Health and Wellness Minister Dr Christopher Tufton says the roughly $4-billion renovation project at the State-run Cornwall Regional Hospital in Montego Bay, which is now faced with a cost overrun, is now under review.
Following issues with local contractors, the minister reportedly stated that phase three — the largest portion of the project, which is valued at approximately $3 billion — will be put to international tender.
Speaking with the Jamaica Observer yesterday, following a virtual meeting held with critical stakeholders to iron out issues concerning the delay of the project, Tufton said his position remains the same.
The minister also stressed that the review is aimed at finding the best possible approach to enhance the efficiency of the implementation of the project.
“My position remains that while a lot has been achieved, a lot more could have been achieved with better coordination of the project, and that there is a need for a review which is taking place with some possible new recommendations in terms of how we proceed in the new year,” the minister said.
Among the critical players who participated in the meeting were architects, the project management entity and engineers who raised concerns and clarified issues, among other matters.
Rehabilitation work on the Type A facility commenced in 2017 to address mould and air quality issues, resulting in the relocation of a range of clinical and support services.
The multi-billion-dollar project was scheduled for completion late this year. However, the novel coronavirus pandemic and onerous government procurement guidelines have contributed to delays in the completion of works being carried out at the hospital.

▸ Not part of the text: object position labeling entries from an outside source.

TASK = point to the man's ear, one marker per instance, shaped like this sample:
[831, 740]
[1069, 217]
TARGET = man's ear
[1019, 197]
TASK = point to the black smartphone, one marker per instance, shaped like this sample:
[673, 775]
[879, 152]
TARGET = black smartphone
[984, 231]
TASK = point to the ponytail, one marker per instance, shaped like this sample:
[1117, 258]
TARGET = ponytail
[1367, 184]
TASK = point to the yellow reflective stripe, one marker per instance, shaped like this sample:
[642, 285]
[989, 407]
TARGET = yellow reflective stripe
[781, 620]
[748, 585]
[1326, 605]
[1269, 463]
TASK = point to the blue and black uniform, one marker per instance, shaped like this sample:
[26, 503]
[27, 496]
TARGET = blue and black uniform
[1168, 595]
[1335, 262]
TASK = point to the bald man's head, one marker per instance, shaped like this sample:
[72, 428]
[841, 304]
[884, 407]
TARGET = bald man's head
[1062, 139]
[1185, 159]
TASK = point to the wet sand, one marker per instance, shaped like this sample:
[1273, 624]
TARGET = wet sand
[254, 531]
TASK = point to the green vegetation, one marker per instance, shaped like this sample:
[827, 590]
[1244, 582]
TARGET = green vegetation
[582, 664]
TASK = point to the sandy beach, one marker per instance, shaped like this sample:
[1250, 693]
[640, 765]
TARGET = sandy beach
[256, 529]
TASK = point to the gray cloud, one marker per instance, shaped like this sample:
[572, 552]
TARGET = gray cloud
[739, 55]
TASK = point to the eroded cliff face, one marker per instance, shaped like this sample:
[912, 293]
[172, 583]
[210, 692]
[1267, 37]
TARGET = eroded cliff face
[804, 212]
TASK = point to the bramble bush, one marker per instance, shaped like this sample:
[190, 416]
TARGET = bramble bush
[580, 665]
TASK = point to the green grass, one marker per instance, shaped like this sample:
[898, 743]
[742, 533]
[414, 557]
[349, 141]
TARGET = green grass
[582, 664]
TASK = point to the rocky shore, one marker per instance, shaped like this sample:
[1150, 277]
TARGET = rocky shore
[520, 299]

In October, permanent secretary in the health and wellness ministry Dunstan Bryan told a sitting of Parliament’s Public Administration and Appropriations Committee that phase one of the project, which involved repairs to the hospital’s roof, had been completed.
Bryan said the gutting of the entire building under phase two-A was 90 per cent complete, and phase two-B 40 per cent complete. He added that procurement for phase three, which includes acquisition of furniture and equipment, was still in progress.